Runs a sample copy of Graphite in a Docker container. This is just a stock Docker image that someone put up on Dockerhub. It is NOT suitable for real production use, as it merely takes hours for it to consume gigabytes of space and then fall over. Note that using this receiver requires annotation_mode = key_prefix, which is the default in DCOS. tag_datadog is NOT supported.

In Marathon, create the following application (in JSON Mode):

{
  "id": "metrics",
  "cmd": null,
  "cpus": 1,
  "mem": 512,
  "disk": 0,
  "instances": 1,
  "acceptedResourceRoles": [ "slave_public" ],
  "container": {
    "type": "DOCKER",
    "docker": {
      "image": "hopsoft/graphite-statsd",
      "network": "BRIDGE",
      "portMappings": [
        { "hostPort": 80,   "protocol": "tcp" },
        { "hostPort": 2003, "protocol": "tcp" },
        { "hostPort": 2004, "protocol": "tcp" },
        { "hostPort": 2023, "protocol": "tcp" },
        { "hostPort": 2024, "protocol": "tcp" },
        { "hostPort": 8125, "protocol": "udp" },
        { "hostPort": 8126, "protocol": "tcp" }
      ]
    }
  }
}

The image should deploy to a public agent instance (due to the slave_public resource role). Once it's up and running, you need to find the ip of the node it's running on:

  1. Go to http://<your_cluster>/mesos and determine the id of the public agent.
  2. SSH into that node with dcos node ssh --master-proxy --mesos-id=<the id>
  3. Run curl http://ipinfo.io/ip on the node to get its public IP.

Once you have the public node IP, you may connect to the docker image with any of the following:

  • Visit http://<public_agent_ip> (port 80) to view Graphite
  • telnet into port 8126 to view the statsd daemon's console (tip: type help)
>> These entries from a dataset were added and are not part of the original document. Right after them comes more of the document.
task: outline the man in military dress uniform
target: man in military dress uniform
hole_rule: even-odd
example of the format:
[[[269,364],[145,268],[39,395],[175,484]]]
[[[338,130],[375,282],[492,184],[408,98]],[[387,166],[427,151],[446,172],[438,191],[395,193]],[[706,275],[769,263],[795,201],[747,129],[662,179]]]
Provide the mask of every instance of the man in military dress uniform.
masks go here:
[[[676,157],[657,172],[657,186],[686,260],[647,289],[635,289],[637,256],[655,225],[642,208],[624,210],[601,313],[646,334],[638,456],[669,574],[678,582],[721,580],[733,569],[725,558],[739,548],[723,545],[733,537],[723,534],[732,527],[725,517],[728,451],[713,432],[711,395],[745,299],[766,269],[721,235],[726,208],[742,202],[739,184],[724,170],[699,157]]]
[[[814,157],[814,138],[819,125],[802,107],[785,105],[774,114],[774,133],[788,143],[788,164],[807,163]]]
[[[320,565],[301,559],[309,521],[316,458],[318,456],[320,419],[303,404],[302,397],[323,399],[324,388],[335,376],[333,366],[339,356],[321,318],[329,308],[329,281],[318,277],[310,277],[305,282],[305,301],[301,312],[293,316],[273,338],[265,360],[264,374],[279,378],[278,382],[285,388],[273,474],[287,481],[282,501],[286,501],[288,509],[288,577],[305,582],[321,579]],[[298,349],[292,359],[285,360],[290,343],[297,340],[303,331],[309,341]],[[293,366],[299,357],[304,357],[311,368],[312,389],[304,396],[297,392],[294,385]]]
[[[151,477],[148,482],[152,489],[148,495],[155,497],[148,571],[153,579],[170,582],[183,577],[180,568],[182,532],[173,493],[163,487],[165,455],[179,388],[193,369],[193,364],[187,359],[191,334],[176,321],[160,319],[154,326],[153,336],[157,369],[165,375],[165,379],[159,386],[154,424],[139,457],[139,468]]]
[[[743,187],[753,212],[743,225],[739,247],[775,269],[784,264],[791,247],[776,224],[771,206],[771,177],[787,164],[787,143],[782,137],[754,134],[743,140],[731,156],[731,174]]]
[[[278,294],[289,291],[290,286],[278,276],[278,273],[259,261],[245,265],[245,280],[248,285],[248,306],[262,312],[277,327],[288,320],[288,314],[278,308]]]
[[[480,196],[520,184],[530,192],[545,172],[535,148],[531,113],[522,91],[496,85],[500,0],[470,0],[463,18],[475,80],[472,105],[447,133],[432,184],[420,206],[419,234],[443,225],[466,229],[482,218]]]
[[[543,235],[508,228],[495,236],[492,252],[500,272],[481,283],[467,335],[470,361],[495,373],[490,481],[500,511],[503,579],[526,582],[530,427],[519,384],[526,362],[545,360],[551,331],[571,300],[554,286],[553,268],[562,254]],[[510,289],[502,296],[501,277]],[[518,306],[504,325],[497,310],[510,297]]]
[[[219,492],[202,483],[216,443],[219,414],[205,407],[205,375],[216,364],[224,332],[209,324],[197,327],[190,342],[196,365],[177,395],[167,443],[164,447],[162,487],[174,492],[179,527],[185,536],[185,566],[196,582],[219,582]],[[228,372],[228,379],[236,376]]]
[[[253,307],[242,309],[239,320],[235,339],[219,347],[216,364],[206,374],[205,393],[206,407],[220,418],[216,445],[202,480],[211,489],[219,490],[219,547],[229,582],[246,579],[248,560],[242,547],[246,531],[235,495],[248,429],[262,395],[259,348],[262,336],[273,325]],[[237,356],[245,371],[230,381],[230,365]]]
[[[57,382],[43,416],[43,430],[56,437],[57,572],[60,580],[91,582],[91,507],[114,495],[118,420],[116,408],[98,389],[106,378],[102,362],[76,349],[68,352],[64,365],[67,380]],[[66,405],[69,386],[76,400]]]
Once the image has been up for a few minutes, it should start getting metrics from mesos-agents as metrics.marathon.mesos starts to resolve to it. In Graphite's left panel, navigate into Metrics > stats > gauges > [fmwk_id] > [executor_id] > [container_id] > ... to view the gauges produced by the application. Most applications seem to stick to gauge-type metrics, while the example statsd-emitter produces several types.